That provocative tweet clearly didn’t sit well with Morsi. His official account tweeted back: “It’s inappropriate for a diplomatic mission to engage in such negative political propaganda.”
The U.S. Embassy appears to have responded to Morsi’s message by temporarily shutting down its Twitter account. Foreign Policy says that the State Department urged the embassy to put it back online for fear of having it “appear as if the U.S. is caving to the online pressure.”
And when the embassy account did reemerge a little while later, the recent offending tweets had been removed.
Morsi, too, appeared to have deleted the tweet questioning the embassy’s original tweet.
Explains our colleague Ernesto Londoño:
@USEmbassyCairo has been among the most active and interactive twitter accounts run by the State Department. Over the past couple of years, it has fielded questions in real time on everything from slow visa processing and U.S. tear gas export policy to reports in the Egyptian press that the embassy has pushed back on.
Whoever is behind the account has been on a curiously long leash, considering how risk- averse Foggy Bottom tends to be on message control, particularly in the Arab world.
But now it looks like they might get reined in a bit.
Sequestration drops the ball
It’s prom season — not just for high school kids renting tuxes, but for members of the military, whose formal balls crop up like corsage blooms in the spring.

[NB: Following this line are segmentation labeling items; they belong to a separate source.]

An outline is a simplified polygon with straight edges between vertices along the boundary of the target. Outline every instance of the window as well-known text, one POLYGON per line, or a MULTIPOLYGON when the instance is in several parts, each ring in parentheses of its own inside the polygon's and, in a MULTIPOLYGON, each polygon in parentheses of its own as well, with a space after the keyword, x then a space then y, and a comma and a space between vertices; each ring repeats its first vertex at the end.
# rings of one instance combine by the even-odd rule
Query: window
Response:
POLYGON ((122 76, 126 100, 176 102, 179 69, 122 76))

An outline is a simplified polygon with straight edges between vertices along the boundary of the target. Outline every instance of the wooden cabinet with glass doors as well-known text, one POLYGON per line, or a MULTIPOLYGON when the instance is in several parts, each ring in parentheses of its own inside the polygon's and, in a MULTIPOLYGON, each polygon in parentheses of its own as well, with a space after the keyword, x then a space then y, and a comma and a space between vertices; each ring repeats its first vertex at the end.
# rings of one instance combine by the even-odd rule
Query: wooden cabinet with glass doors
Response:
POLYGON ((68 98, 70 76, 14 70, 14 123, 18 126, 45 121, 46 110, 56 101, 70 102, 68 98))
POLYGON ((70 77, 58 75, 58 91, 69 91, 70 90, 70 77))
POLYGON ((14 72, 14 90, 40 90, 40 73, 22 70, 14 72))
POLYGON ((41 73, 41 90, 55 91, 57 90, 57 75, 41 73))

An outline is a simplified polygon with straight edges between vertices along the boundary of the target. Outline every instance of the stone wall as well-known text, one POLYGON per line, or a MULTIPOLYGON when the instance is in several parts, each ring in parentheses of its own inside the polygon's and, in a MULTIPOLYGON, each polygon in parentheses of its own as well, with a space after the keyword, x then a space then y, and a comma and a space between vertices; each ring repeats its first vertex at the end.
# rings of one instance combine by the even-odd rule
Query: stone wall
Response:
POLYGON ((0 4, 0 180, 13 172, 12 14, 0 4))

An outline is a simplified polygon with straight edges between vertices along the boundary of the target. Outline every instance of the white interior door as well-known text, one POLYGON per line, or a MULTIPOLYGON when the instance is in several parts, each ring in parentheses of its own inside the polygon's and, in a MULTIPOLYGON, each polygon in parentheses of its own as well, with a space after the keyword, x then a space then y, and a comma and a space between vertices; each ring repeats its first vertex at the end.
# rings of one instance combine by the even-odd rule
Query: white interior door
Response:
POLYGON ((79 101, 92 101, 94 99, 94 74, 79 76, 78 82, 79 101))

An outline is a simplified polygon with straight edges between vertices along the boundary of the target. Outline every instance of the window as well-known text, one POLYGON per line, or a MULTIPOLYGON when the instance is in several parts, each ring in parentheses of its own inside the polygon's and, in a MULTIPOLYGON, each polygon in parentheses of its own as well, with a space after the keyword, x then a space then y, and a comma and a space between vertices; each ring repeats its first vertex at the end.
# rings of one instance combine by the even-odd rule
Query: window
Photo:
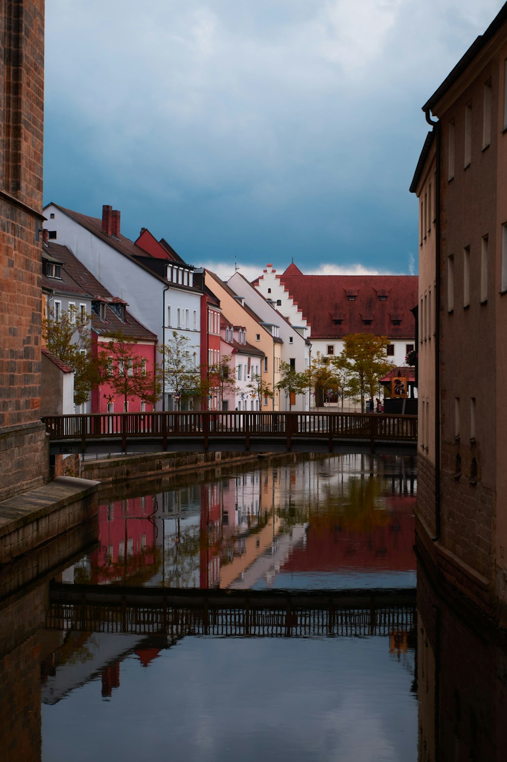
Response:
POLYGON ((463 306, 469 307, 470 303, 470 248, 465 246, 463 250, 463 306))
POLYGON ((484 84, 483 101, 483 151, 491 142, 491 80, 484 84))
POLYGON ((489 239, 483 236, 480 244, 480 303, 488 300, 488 251, 489 239))
POLYGON ((447 280, 448 311, 452 312, 454 309, 454 255, 448 257, 448 280, 447 280))
POLYGON ((507 129, 507 59, 503 65, 503 129, 507 129))
POLYGON ((475 397, 470 398, 470 439, 475 439, 475 397))
POLYGON ((502 285, 501 291, 507 291, 507 223, 502 226, 502 285))
POLYGON ((454 177, 454 123, 449 122, 448 134, 448 180, 454 177))
POLYGON ((472 159, 472 104, 465 106, 465 169, 472 159))

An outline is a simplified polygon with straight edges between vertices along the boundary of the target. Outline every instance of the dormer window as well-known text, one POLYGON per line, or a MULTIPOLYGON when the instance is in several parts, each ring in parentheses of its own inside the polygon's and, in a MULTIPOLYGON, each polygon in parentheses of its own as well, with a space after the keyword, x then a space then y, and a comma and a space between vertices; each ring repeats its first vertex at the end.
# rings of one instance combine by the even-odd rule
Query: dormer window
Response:
POLYGON ((62 265, 55 264, 54 262, 47 262, 46 263, 46 274, 48 278, 61 278, 62 277, 62 265))
POLYGON ((104 302, 92 302, 91 312, 99 317, 101 320, 106 319, 106 306, 104 302))
MULTIPOLYGON (((109 306, 113 310, 117 317, 120 318, 122 322, 125 322, 125 305, 124 304, 110 304, 109 306)), ((105 309, 105 306, 104 306, 105 309)))

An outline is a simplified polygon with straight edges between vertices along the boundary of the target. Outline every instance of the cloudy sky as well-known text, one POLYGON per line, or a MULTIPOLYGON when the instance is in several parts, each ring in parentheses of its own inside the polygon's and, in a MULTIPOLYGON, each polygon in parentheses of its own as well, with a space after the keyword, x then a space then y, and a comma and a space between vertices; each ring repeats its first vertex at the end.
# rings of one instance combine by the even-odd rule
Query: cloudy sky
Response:
POLYGON ((502 0, 46 0, 45 202, 223 277, 416 271, 421 106, 502 0))

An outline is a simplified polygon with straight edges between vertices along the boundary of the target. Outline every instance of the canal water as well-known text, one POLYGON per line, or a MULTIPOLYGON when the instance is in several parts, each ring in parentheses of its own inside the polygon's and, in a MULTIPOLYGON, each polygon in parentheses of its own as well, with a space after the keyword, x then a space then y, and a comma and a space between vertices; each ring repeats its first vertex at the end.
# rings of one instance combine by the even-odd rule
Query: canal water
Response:
POLYGON ((416 614, 416 492, 359 455, 105 491, 98 542, 4 597, 5 758, 507 758, 503 642, 420 569, 416 614))

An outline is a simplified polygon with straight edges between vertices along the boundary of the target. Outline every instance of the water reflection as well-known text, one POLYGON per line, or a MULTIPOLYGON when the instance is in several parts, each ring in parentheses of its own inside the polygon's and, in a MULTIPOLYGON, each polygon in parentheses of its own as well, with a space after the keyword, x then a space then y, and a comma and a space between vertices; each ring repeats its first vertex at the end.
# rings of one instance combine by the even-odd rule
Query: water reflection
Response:
POLYGON ((76 582, 166 588, 414 587, 413 460, 250 467, 99 508, 76 582))

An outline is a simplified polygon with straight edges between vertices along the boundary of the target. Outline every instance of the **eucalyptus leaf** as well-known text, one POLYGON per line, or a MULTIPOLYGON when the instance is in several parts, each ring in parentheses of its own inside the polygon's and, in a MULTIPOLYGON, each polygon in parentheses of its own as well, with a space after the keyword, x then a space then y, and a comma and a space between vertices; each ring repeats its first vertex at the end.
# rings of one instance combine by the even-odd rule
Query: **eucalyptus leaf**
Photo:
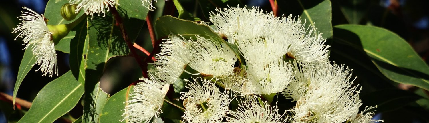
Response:
POLYGON ((69 71, 39 92, 28 112, 18 122, 53 122, 73 108, 83 93, 83 84, 69 71))
POLYGON ((125 106, 128 105, 125 102, 128 100, 133 87, 130 86, 122 89, 107 100, 100 114, 100 123, 128 123, 127 120, 122 122, 120 120, 124 119, 124 116, 122 115, 125 112, 125 106))
POLYGON ((66 36, 60 40, 58 44, 55 45, 55 50, 66 54, 70 53, 70 42, 75 38, 76 32, 71 31, 66 36))
POLYGON ((404 39, 386 29, 372 26, 335 26, 334 42, 366 54, 387 78, 429 90, 429 67, 404 39))
MULTIPOLYGON (((366 106, 375 106, 373 110, 383 112, 401 108, 423 97, 406 90, 399 89, 381 90, 361 96, 366 106)), ((364 108, 361 106, 361 108, 364 108)))
POLYGON ((277 0, 278 7, 286 15, 299 15, 307 27, 314 26, 316 33, 323 33, 326 39, 332 37, 332 9, 329 0, 277 0))
POLYGON ((76 80, 85 83, 85 68, 83 55, 87 35, 86 21, 83 21, 75 28, 74 32, 77 33, 76 36, 71 39, 71 43, 68 46, 71 51, 69 59, 70 69, 76 80))
MULTIPOLYGON (((148 10, 135 4, 131 0, 121 0, 118 1, 121 6, 117 6, 118 14, 122 18, 124 30, 127 32, 129 38, 132 42, 135 40, 139 33, 148 10), (138 30, 138 31, 136 31, 138 30)), ((107 13, 107 12, 106 12, 107 13)), ((88 48, 86 55, 85 69, 85 91, 91 92, 85 95, 84 99, 84 114, 93 114, 88 109, 92 109, 92 105, 97 105, 97 99, 106 100, 108 96, 102 96, 94 98, 94 89, 99 88, 97 85, 106 69, 106 63, 111 58, 127 55, 129 49, 122 37, 121 29, 116 26, 116 22, 111 13, 106 13, 105 17, 94 16, 88 22, 88 48), (85 111, 90 111, 85 113, 85 111)), ((98 113, 95 113, 97 114, 98 113)), ((101 115, 100 114, 100 115, 101 115)), ((85 116, 90 116, 85 115, 85 116)), ((84 117, 82 121, 95 121, 97 118, 93 117, 88 121, 84 117)))
POLYGON ((179 12, 179 18, 189 20, 191 21, 201 21, 201 19, 197 17, 194 17, 192 14, 185 10, 178 0, 173 0, 174 5, 177 9, 177 11, 179 12))
POLYGON ((24 52, 24 55, 22 57, 22 60, 21 63, 19 65, 19 69, 18 70, 18 77, 16 78, 16 82, 15 82, 15 86, 13 88, 13 104, 15 104, 15 98, 16 98, 16 94, 18 93, 18 89, 19 86, 22 83, 22 80, 27 75, 27 73, 30 71, 33 66, 36 63, 36 56, 33 54, 33 48, 28 47, 24 52))
POLYGON ((94 102, 91 103, 90 105, 84 105, 82 123, 99 123, 100 121, 99 120, 100 116, 101 115, 101 111, 109 97, 109 94, 104 92, 100 86, 100 82, 95 85, 96 88, 91 93, 94 95, 91 95, 91 97, 85 97, 91 98, 94 102))

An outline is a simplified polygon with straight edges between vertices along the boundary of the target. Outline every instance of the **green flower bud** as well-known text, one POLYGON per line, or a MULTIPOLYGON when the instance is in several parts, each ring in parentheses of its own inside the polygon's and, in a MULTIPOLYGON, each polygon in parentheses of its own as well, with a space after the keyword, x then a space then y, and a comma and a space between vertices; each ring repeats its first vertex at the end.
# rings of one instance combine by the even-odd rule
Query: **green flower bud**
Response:
POLYGON ((71 30, 66 24, 58 25, 48 24, 46 26, 49 30, 49 32, 52 33, 51 35, 52 39, 55 45, 57 44, 61 39, 66 36, 71 30))
POLYGON ((61 16, 64 19, 67 21, 71 21, 76 18, 78 13, 75 12, 77 4, 70 4, 66 3, 61 7, 61 16))

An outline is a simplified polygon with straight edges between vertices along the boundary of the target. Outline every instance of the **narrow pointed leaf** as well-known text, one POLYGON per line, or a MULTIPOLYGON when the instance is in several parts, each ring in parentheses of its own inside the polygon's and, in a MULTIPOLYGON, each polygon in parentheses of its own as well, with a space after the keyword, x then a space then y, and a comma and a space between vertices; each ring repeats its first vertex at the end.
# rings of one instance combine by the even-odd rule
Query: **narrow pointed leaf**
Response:
MULTIPOLYGON (((280 9, 286 15, 299 15, 306 25, 317 28, 316 33, 323 33, 326 39, 332 37, 332 8, 329 0, 277 0, 280 9), (320 32, 318 32, 320 31, 320 32)), ((279 15, 279 16, 281 15, 279 15)))
POLYGON ((386 77, 429 90, 429 67, 404 39, 384 29, 357 25, 334 28, 335 42, 366 54, 386 77))
MULTIPOLYGON (((125 112, 125 105, 128 103, 124 103, 128 100, 130 93, 133 92, 133 86, 129 86, 116 93, 112 96, 106 102, 101 114, 100 114, 100 123, 120 123, 120 120, 124 119, 122 116, 125 112)), ((125 120, 122 122, 128 123, 125 120)))
POLYGON ((71 71, 48 83, 18 123, 52 123, 76 105, 84 93, 83 84, 71 71))
POLYGON ((96 88, 92 93, 94 95, 88 97, 93 99, 93 103, 91 103, 89 106, 84 106, 82 123, 99 123, 101 110, 109 97, 109 94, 101 90, 100 85, 100 82, 95 85, 96 88))
POLYGON ((22 60, 21 60, 21 63, 19 65, 19 69, 18 70, 18 77, 16 78, 16 82, 15 82, 15 86, 13 88, 13 104, 15 104, 15 98, 16 98, 16 94, 18 93, 18 89, 19 86, 22 83, 22 80, 24 79, 25 75, 30 71, 33 66, 36 63, 36 56, 33 54, 33 51, 31 50, 33 48, 29 47, 25 50, 24 52, 24 55, 22 57, 22 60))

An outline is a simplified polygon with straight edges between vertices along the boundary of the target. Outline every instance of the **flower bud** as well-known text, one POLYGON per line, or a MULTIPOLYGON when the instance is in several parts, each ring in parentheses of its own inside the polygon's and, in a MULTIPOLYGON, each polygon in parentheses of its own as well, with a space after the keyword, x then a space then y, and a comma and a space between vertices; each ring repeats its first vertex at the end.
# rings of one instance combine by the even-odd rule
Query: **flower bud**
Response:
POLYGON ((70 4, 66 3, 63 5, 61 7, 61 16, 63 18, 67 21, 71 21, 76 18, 76 15, 78 15, 77 12, 75 12, 76 6, 77 4, 70 4))
POLYGON ((71 29, 66 24, 58 25, 48 24, 46 26, 49 32, 52 33, 51 35, 52 39, 55 45, 57 44, 60 40, 66 36, 71 29))

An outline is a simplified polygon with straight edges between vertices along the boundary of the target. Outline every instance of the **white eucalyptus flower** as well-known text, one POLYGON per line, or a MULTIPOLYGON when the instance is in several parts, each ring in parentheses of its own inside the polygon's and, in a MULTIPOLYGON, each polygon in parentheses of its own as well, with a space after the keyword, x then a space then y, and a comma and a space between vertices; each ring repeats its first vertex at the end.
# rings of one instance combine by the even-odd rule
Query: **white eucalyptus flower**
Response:
POLYGON ((315 64, 299 63, 294 80, 284 90, 286 98, 296 101, 290 110, 291 121, 299 123, 342 123, 354 117, 362 103, 360 90, 352 87, 351 70, 331 65, 328 59, 315 64))
POLYGON ((193 81, 188 82, 186 87, 189 91, 180 98, 185 103, 183 122, 220 123, 228 111, 230 94, 226 90, 220 91, 210 80, 199 77, 193 81))
POLYGON ((324 45, 326 39, 322 37, 322 33, 317 32, 317 28, 314 26, 305 27, 306 22, 302 23, 300 17, 295 19, 292 15, 287 18, 282 17, 278 27, 269 33, 276 40, 290 42, 287 51, 290 58, 304 62, 317 62, 326 58, 329 46, 324 45))
POLYGON ((230 111, 227 123, 281 123, 286 120, 282 119, 284 115, 278 114, 278 109, 271 106, 266 102, 259 104, 254 99, 241 101, 237 111, 230 111))
POLYGON ((326 57, 326 39, 313 26, 305 27, 299 17, 275 17, 257 7, 217 9, 210 20, 218 33, 236 44, 246 59, 269 62, 287 54, 302 62, 326 57), (255 57, 257 56, 257 57, 255 57))
MULTIPOLYGON (((155 3, 157 2, 157 0, 154 0, 154 1, 155 1, 155 3)), ((154 9, 156 9, 152 3, 152 0, 142 0, 142 3, 143 3, 142 6, 148 8, 149 10, 154 11, 154 9)))
POLYGON ((22 16, 18 18, 22 22, 12 32, 21 32, 15 40, 18 37, 23 38, 23 45, 26 45, 24 49, 29 47, 33 48, 33 54, 37 60, 36 63, 40 65, 36 71, 40 70, 43 73, 42 75, 48 74, 51 77, 54 74, 58 75, 57 54, 51 36, 52 33, 48 28, 45 17, 27 7, 22 8, 29 12, 21 11, 22 16))
POLYGON ((350 121, 351 121, 350 123, 372 123, 380 121, 384 122, 383 120, 376 120, 372 119, 372 116, 374 116, 374 113, 371 111, 368 112, 368 111, 371 109, 375 108, 377 108, 377 106, 375 107, 365 107, 365 109, 363 111, 361 111, 360 113, 356 114, 355 117, 352 117, 352 119, 350 119, 350 121))
POLYGON ((153 117, 157 117, 161 113, 164 97, 168 91, 169 84, 161 85, 151 75, 151 79, 142 78, 144 81, 137 83, 130 94, 128 104, 122 114, 124 119, 131 123, 149 123, 153 117))
POLYGON ((235 54, 224 42, 196 36, 187 41, 190 51, 189 66, 203 76, 219 76, 233 72, 235 54))
POLYGON ((290 82, 292 77, 290 65, 283 58, 271 62, 248 62, 247 84, 249 89, 256 94, 271 94, 281 92, 290 82))
POLYGON ((265 37, 267 30, 278 23, 272 12, 266 14, 257 7, 245 8, 217 9, 210 13, 210 20, 215 29, 224 35, 230 43, 265 37))
POLYGON ((245 87, 245 83, 249 81, 247 78, 247 73, 245 71, 239 67, 234 68, 232 74, 216 77, 218 79, 218 81, 224 84, 226 88, 243 95, 253 94, 250 90, 245 87))
POLYGON ((162 49, 153 63, 157 68, 154 72, 161 82, 172 84, 189 62, 190 53, 182 38, 170 35, 166 40, 160 45, 162 49))
POLYGON ((71 4, 78 4, 75 12, 77 13, 81 10, 84 11, 87 15, 91 16, 92 19, 94 13, 98 13, 100 16, 100 12, 103 13, 103 17, 106 16, 105 8, 107 8, 107 11, 110 9, 108 6, 113 7, 116 4, 116 0, 70 0, 69 3, 71 4))

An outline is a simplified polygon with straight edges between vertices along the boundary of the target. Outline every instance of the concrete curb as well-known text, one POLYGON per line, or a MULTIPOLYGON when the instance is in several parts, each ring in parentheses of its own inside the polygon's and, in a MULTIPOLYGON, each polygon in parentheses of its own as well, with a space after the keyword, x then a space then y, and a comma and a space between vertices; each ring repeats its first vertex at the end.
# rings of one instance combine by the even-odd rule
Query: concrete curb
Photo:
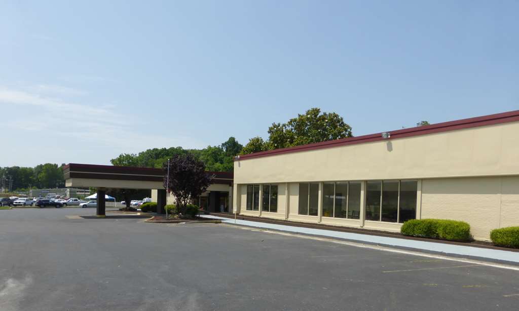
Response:
POLYGON ((214 220, 186 220, 185 219, 175 219, 174 220, 152 220, 152 218, 144 220, 144 222, 151 223, 222 223, 220 219, 214 220))

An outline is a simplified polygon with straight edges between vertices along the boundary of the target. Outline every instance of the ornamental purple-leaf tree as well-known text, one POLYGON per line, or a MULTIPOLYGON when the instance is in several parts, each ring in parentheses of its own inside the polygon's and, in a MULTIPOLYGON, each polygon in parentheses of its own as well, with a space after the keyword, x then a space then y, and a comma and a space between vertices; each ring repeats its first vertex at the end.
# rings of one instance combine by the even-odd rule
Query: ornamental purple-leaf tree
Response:
POLYGON ((206 172, 206 166, 190 153, 175 154, 169 162, 169 185, 168 185, 168 162, 164 169, 164 188, 169 189, 176 200, 178 210, 186 215, 191 198, 203 193, 211 185, 214 176, 206 172))

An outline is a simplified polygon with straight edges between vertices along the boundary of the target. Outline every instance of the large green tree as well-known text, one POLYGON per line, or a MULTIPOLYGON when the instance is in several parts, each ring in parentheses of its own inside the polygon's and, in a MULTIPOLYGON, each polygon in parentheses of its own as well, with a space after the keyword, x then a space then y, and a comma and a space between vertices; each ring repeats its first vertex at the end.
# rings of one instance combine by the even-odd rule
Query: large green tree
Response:
POLYGON ((284 123, 268 128, 269 146, 278 149, 351 137, 351 128, 335 112, 321 112, 312 108, 284 123))
POLYGON ((268 144, 263 140, 263 138, 257 136, 249 139, 249 143, 241 149, 241 154, 247 154, 264 151, 269 149, 268 144))

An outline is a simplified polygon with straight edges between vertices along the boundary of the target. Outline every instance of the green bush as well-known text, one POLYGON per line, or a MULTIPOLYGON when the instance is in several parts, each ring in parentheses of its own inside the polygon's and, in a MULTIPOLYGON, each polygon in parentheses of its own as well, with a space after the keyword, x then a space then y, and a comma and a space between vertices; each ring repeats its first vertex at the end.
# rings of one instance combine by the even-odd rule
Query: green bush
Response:
POLYGON ((519 248, 519 227, 494 229, 490 231, 490 239, 498 246, 519 248))
POLYGON ((198 207, 196 205, 189 204, 186 208, 186 216, 195 218, 198 214, 198 207))
POLYGON ((400 232, 404 235, 449 241, 471 239, 470 225, 465 221, 448 219, 412 219, 402 225, 400 232))
POLYGON ((176 214, 179 214, 178 211, 176 210, 176 205, 175 204, 168 204, 164 207, 165 210, 168 211, 168 214, 170 215, 174 215, 176 214))
POLYGON ((157 202, 146 202, 141 205, 142 213, 157 213, 157 202))

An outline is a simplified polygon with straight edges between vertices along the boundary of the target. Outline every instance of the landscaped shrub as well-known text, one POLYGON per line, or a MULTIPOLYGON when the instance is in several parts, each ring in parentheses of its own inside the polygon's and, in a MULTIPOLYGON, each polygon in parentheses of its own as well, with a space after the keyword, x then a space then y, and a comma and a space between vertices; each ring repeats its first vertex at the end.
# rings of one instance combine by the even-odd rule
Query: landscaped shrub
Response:
POLYGON ((157 213, 157 202, 146 202, 141 205, 142 213, 157 213))
POLYGON ((490 231, 490 239, 498 246, 519 248, 519 227, 494 229, 490 231))
POLYGON ((466 241, 471 239, 470 225, 448 219, 412 219, 400 229, 404 235, 466 241))
POLYGON ((195 218, 195 216, 198 214, 198 207, 196 205, 193 205, 192 204, 189 204, 187 205, 186 208, 186 216, 188 216, 193 218, 195 218))
POLYGON ((164 208, 168 211, 168 214, 170 215, 172 215, 179 213, 176 209, 176 205, 175 204, 168 204, 164 207, 164 208))

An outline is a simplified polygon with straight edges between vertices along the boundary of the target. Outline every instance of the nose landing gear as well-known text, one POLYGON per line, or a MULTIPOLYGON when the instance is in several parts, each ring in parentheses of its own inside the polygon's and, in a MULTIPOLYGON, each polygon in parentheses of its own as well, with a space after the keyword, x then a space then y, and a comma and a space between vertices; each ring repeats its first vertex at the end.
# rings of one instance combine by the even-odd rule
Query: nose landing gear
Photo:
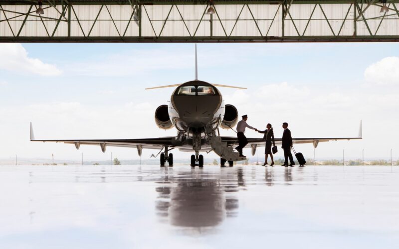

This year, sequestration and tight fiscal times are playing the spoiler, at least for the Army, which has canceled its annual fancy-dress Birthday Ball because of the budget cuts, according to a recent memo from Army Secretary John McHugh and Gen. Raymond Odierno.
“Due to the uncertain Fiscal Year 2013 funding caused by the combined effects of a possible year-long Continuing Resolution (CR) and sequestration, along with the need to protect funding for wartime operations, we are cancelling the HQDA Army Birthday Ball scheduled for 15 June 2013,” the killjoy memo states. “This action supports the department’s overall effort to reduce spending of appropriated funds.”
Which means there’ll be no soldiers in formal dress adorned with medals. No dancing in the Washington Hilton ballroom, no women in gowns, no toasts.
The event is usually one of the social highlights of the year for hundreds of Army soldiers and spouses; last year’s bash featured musical performances by a jazz band from Howard and by the group World Class Rockers, which features former members of Journey, Boston, Santana, Steppenwolf and Lynyrd Skynyrd.